Now in the final year of our relationship after getting things together with ourselves, we decided that we would save up money and move out together. At one point things seemed as if they were getting better for us. In a state of calmness. Or so I thought. Time passed and our move out date was fast approaching. Here came August of 2013 and only two weeks left. Rushing my final moments with some friends and family before the big departure. The final hours were spent with my family as those long hilarious chats became quieter and more frightening. And then the goodbyes came. Oh now that was pain I hadn’t felt before. Next to his family, the final night and goodbyes were just as heartbreaking. And before you knew it, we were off into the night. Ready to start our new life together in Portland, OR.
After two weeks of him hunting endlessly for apartments, we finally found one. September began and quickly November came. Five days later, I moved out. Alone.

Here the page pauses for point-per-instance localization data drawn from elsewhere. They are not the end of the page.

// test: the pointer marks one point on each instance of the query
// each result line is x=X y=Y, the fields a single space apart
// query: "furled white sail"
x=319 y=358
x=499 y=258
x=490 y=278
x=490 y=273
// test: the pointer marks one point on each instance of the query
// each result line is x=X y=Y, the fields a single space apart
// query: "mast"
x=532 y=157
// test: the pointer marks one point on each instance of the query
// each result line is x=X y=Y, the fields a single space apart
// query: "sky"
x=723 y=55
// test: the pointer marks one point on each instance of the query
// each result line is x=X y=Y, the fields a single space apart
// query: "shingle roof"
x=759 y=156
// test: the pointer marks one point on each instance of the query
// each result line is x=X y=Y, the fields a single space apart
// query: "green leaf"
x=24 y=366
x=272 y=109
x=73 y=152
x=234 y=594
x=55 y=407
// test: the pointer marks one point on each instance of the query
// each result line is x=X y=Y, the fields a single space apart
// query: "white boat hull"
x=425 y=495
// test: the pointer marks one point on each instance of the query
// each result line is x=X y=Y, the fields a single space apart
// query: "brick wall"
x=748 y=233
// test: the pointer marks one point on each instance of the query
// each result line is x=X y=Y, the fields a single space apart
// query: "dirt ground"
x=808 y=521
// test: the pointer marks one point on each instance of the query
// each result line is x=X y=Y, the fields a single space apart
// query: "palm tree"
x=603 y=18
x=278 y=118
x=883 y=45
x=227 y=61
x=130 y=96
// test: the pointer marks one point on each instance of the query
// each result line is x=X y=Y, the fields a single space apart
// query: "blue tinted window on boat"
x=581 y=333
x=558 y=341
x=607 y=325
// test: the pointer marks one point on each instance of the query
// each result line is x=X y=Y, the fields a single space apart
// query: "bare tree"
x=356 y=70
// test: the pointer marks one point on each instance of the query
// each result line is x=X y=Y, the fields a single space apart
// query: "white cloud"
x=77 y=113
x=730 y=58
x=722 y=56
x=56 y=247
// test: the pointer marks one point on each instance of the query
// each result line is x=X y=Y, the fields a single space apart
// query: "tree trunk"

It took me about a year to finally realize that after moving out and getting over the annoyance, it wasn’t worth being upset about anymore. I had to put meaning into my life. Whatever that is. Months prior to the year mark, I had researched and questioned people about endless topics. Career options, travel locations, and so on. I became so open minded about things. I became less ignorant and more understanding. I let my mind wander in safe and unsafe places. I experimented and got lost. I got to feel what it was like to be alone with a sense of freedom and half-ass sense of self guidance. Nature helped rid me of my mental funk. So did the spectacular food here. I tried new things, such as drugs, food, and even people. Letting things go was a huge step and I’ve learned how to do it, although I have my moments, I’m able to bounce back and return to a stable state. I established goals and met quite a few of them. Long term goals are still in progress with years of hard work ahead of me. The primary goal I have set is to open a restaurant in my 30’s. When I’m more established and funded. I finally became happy with who I have become and who I am yet to be.

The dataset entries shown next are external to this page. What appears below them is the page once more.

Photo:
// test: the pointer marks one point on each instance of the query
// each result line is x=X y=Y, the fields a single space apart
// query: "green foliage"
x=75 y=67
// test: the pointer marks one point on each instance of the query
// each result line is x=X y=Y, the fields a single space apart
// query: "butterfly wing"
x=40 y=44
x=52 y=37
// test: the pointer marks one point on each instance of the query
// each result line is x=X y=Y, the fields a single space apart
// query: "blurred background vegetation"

I look back at all the experiences I’ve written about and some I’ve omitted, and it has shaped me to what I am today at 24 years old. In ten years I’ve been able to define my own success and work with the best and worst of situations. That hard work of being alone for a year has been paying off. Never giving up on the struggle that leads to an uphill fight. Continuing to push yourself to new levels that you didn’t imagine you could reach. I allow myself to think more freely and accept things as they come. I question the biggest of egos that walk around me and even the smallest of ones. If you wait too long, it will turn time into time wasted.